Bir Toplumun Aynası

41 Görüntüleme
4 Dak. Okuma

Adalet… Kulağa çok büyük, çok kutsal gelen bir kelime. Ama aslında adalet, devletin yüksek mahkemelerinde ya da hâkimlerin kürsülerinde başlamaz. Adalet evde başlar. Ailede. Kalpte. Sonra büyür, büyür ve toplumun omurgasını oluşturur. Çünkü adalet, bir kavramdan çok daha fazlasıdır; bir yaşam biçimidir. Vicdanla el ele yürür, merhametle beslenir.
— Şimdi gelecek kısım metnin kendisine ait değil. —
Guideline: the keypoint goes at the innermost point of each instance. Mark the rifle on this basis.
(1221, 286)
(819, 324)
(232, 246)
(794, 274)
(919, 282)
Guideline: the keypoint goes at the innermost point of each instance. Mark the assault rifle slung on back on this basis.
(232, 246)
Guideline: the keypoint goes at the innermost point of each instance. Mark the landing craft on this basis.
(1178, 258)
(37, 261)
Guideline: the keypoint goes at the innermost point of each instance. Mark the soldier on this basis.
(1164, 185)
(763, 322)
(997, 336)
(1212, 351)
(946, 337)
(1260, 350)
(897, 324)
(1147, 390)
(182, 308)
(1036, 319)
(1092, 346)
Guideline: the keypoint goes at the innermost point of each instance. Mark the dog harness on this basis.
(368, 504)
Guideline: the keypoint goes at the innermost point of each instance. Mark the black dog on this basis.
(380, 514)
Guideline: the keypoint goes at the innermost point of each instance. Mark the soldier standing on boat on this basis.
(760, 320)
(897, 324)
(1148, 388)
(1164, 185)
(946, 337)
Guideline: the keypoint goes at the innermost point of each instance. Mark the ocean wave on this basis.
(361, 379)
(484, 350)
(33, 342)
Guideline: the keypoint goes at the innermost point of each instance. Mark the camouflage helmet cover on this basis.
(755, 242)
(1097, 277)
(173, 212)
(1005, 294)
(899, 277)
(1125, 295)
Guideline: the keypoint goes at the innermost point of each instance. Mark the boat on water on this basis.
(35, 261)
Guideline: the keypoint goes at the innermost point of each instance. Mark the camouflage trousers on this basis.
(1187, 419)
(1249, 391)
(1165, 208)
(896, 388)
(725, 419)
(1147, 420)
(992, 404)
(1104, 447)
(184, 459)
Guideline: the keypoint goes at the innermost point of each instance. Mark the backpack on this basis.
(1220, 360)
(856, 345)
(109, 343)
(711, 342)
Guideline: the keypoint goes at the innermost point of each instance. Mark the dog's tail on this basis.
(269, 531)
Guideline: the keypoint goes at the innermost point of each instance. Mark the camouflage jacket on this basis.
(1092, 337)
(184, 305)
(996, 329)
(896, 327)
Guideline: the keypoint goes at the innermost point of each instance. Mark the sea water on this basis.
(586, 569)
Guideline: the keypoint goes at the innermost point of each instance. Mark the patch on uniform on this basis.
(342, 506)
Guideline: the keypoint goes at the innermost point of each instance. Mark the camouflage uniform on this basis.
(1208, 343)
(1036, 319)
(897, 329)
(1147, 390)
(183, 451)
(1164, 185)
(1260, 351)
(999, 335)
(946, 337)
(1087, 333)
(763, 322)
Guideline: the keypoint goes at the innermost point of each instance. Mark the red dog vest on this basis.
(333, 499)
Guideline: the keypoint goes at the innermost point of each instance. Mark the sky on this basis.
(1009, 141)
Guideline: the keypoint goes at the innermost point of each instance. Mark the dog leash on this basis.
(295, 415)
Çoğu insan adaleti sadece başkalarından bekler. Haksızlığa uğradığında bağırır, çağırır, “Nerede bu devlet?” der. Ama aynı kişi, markette kasa sırasında birini ezip geçerken ya da hakkı olmayan bir şeyi alırken durup düşünmez. Çünkü biz genelde “adalet”i kendimize lazım olduğunda hatırlarız. Halbuki gerçek adalet, bir çıkar söz konusu olduğunda bile doğruyu seçebilmektir. Bir başkasının hakkı söz konusuysa bile susmamaktır.
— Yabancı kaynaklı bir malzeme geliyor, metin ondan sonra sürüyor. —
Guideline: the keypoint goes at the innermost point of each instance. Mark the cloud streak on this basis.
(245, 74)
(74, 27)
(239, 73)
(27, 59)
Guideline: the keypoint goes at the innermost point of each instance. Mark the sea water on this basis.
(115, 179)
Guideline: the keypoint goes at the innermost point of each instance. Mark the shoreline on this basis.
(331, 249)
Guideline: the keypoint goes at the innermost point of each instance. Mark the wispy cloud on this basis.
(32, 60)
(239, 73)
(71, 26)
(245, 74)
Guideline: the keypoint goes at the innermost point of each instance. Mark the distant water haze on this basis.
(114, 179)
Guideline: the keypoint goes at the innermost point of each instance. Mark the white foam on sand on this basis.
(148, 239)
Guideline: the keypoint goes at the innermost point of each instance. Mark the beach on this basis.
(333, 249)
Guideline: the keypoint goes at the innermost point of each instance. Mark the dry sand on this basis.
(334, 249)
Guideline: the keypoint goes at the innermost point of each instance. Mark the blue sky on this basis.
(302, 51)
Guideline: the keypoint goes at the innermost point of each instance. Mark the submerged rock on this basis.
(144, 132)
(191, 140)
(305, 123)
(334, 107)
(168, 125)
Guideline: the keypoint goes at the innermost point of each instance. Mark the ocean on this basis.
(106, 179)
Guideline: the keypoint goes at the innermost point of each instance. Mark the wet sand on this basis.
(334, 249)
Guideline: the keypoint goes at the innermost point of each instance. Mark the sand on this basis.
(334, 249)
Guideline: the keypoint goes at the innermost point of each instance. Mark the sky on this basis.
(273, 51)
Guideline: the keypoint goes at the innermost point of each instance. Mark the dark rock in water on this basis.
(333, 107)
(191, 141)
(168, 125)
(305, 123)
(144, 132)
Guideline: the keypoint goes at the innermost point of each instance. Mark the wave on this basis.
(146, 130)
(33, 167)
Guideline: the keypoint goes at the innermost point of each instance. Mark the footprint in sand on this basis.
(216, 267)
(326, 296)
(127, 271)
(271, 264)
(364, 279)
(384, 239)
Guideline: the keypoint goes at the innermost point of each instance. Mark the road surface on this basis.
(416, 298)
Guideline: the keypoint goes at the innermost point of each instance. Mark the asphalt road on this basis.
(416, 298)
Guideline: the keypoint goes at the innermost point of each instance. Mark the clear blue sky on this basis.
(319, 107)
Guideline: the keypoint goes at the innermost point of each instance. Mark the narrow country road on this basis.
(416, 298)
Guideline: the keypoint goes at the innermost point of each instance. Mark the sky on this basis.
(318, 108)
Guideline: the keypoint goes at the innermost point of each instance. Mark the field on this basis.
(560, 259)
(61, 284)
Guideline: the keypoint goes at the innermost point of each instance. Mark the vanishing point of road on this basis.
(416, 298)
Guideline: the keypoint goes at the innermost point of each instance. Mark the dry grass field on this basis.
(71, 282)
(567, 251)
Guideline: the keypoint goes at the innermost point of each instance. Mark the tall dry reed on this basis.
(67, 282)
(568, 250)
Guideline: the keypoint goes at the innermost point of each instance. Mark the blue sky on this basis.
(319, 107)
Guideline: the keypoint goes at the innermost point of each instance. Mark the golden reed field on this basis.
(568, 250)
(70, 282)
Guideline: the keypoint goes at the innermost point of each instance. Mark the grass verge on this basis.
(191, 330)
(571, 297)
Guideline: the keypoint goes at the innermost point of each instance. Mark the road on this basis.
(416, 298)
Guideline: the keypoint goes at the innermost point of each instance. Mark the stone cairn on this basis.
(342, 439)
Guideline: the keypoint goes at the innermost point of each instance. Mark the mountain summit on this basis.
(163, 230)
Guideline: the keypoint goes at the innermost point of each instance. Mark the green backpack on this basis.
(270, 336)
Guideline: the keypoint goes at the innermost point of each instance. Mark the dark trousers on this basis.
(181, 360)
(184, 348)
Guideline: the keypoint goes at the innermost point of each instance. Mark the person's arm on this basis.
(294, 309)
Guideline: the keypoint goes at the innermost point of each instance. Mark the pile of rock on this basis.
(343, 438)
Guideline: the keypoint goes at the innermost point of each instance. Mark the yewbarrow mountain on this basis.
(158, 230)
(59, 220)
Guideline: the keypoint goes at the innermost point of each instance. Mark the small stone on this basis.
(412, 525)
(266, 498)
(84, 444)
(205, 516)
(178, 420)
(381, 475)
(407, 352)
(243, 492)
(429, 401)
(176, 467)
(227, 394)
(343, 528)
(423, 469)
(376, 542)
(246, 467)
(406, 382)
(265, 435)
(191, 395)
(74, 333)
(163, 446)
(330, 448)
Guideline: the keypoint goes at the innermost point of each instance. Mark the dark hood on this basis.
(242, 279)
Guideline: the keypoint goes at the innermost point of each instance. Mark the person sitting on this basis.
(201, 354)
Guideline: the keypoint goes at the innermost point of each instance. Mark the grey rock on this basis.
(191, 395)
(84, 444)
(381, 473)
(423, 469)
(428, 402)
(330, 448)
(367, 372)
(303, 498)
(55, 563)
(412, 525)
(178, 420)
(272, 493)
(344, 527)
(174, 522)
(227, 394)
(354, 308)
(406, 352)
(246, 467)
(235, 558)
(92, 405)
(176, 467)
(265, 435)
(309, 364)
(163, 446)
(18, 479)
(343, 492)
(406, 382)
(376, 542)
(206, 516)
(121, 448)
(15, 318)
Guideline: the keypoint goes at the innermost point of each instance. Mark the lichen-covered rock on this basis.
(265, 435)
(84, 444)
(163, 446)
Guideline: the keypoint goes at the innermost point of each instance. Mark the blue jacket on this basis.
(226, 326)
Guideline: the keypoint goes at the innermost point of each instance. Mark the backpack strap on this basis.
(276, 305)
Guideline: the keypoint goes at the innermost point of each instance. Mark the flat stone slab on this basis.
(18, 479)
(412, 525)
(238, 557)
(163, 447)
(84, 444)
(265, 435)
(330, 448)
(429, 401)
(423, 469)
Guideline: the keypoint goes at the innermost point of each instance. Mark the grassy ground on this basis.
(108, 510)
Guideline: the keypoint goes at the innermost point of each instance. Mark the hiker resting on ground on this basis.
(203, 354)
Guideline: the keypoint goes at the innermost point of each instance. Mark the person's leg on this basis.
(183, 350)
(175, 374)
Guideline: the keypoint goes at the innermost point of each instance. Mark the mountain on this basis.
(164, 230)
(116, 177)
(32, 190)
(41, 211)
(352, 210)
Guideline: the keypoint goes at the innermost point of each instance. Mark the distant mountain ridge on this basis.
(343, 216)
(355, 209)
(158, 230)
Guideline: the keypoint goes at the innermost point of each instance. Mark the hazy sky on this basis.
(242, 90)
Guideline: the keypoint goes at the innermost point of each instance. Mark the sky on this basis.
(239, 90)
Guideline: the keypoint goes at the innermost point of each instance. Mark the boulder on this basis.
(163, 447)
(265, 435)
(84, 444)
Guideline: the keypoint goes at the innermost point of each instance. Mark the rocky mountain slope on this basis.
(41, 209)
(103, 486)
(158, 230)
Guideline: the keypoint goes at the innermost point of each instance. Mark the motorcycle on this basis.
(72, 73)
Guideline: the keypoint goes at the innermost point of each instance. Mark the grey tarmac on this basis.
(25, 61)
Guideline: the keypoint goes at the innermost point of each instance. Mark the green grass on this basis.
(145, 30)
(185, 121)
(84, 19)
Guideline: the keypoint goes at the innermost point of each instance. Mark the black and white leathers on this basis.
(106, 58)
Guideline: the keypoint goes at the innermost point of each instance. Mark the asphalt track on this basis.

Geçenlerde parkta çocuklarıyla oynayan bir grup kadının sohbetine kulak misafiri oldum. Kadınlardan biri, çocuğunun sınavda kopya çektiğini ama yakalanmadığını gururla anlatıyordu. “Zekâ işi tabii.” diye de ekledi. İçim burkuldu. Bir anne olarak çocuğunu başarıya yönlendirmek istemesi elbette doğal. Ama başarıyı adaletsizlikle elde etmeyi öğretmek, onun ruhuna verilen en büyük zarardı. Çünkü adalet, erken yaşta öğrenilen bir değerdir. Evde öğrenilir. Ve eğer evde eksikse, okulda, işte, toplumda da eksik kalır.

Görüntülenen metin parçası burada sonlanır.